Prediksinya dalam diskusi itu menjadi nyata, sebab pada awal April ini pemerintah telah menetapkan Harga Batubara Acuan (HBA) sebesar US$288,4 per ton atau sekitar Rp4,1 juta per ton. 

Sementara harga jual DME yang telah disepakati, mengutip yang disampaikan oleh Dirjen Minerba Ridwan Jamaluddin pada Januari 2022 lalu, sebesar USD 378 per ton atau sebesar Rp5,4 juta.

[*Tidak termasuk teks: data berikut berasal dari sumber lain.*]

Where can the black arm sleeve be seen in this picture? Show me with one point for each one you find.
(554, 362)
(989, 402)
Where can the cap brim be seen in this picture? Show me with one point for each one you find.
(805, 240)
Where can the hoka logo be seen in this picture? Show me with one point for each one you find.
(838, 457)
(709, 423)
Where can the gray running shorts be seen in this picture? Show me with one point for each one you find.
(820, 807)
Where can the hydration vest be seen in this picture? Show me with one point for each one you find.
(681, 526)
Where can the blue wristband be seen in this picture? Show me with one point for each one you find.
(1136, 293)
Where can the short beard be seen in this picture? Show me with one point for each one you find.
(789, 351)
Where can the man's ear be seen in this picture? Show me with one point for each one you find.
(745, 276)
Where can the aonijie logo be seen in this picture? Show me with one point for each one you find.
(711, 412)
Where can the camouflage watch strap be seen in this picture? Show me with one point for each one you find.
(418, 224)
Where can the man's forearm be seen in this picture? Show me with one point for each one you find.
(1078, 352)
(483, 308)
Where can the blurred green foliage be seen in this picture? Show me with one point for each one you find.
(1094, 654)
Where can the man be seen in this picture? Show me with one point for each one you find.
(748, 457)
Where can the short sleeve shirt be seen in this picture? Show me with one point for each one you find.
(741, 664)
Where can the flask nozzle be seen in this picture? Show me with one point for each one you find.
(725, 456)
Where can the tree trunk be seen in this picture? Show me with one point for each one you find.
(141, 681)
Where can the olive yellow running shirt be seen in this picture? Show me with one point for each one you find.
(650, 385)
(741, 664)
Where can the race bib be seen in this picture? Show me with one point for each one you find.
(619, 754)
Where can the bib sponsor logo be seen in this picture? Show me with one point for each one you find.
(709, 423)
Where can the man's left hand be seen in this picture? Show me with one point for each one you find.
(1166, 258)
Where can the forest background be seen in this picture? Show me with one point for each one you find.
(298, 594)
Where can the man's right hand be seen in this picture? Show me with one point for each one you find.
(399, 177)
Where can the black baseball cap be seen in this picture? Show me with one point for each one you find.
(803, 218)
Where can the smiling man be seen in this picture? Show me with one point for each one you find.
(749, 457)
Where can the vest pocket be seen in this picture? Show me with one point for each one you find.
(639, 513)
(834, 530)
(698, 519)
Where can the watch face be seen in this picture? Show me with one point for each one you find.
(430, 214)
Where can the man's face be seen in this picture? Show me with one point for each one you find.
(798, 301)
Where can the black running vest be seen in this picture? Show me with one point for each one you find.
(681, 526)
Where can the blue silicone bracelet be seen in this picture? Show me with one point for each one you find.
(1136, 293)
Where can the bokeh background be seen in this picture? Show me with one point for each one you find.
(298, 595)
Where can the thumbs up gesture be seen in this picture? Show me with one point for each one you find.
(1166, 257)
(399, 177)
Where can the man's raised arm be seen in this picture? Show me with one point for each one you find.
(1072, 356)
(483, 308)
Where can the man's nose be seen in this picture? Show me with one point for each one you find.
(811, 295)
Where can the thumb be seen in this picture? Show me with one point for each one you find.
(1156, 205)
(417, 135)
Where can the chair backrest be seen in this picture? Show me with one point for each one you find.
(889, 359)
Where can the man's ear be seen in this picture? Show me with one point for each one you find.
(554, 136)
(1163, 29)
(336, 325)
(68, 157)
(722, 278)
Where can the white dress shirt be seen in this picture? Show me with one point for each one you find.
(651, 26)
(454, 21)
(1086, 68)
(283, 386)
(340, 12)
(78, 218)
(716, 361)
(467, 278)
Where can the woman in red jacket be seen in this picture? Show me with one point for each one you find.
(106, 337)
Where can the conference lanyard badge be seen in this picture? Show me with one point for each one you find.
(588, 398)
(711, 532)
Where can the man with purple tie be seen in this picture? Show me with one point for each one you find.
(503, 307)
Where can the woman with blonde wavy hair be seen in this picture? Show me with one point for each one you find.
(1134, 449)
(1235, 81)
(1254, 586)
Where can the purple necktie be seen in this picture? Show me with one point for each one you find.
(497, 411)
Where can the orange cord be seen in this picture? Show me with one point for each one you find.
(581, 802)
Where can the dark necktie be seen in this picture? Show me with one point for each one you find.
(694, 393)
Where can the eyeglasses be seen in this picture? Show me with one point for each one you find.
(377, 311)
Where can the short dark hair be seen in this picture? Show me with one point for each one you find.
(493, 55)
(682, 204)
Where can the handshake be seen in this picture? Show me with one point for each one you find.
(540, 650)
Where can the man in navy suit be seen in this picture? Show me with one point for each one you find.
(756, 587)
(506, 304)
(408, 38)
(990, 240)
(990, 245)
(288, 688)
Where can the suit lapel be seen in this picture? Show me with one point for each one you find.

Maka apabila diasumsikan dalam hitungan per ton dengan perbandingan 1:5, untuk mendapatkan Rp5,4 juta (1 ton DME) maka PTBA telah membuang potensi sebesar Rp20,5 juta (5 ton batubara), dengan harga jual langsung hari ini.

Kalaupun pemerintah ikut serta dalam proyek ini, maka harus ada subsidi besar yang diberikan untuk memperoleh keuntungan, seperti dilansir dari Akurat.co (Baca: https://akurat.co/proyek-gasifikasi-batu-bara-air-products-picu-perdebatan-dalam-pembuatan-kebijakan-di-indonesia).

Hal inilah yang kemudian mungkin dimaksudkan oleh IEEFA sebelumnya sebagai sebuah konflik kepentingan, yang kemudian dijawab oleh pengamat kebijakan publik Sumsel, Bagindo Togar. 

Sebagai sebuah perusahaan yang bertujuan memperoleh keuntungan, maka hal yang paling tepat yang bisa dilakukan oleh PTBA menurut Bagindo adalah menjual batubara tersebut.

Apalagi saat ini permintaan di pasar global terus meningkat sehingga mendongkrak harga, yang salah satunya disebabkan oleh perang Rusia-Ukraina. 

"Tapi resikonya proyek DME berpotensi terhambat bahkan mangkrak. Namun, di sisi lain perusahaan akan untung, setoran kepada negara akan meningkat," ujarnya. 

Lalu, akankah gasifikasi batubara Tanjung Enim yang masuk dalam Proyek Strategis Nasional (PSN) sesuai dengan Perpres No.109 tahun 2020 ini ditinggalkan?

"Kalau begitu (PSN) 'kan proyek ini artinya harus tetap berjalan, sementara harga batubara sedang bagus. Bagaimana bisa berjalan keduanya, atau pilih yang lebih menguntungkan," sambung Bagindo.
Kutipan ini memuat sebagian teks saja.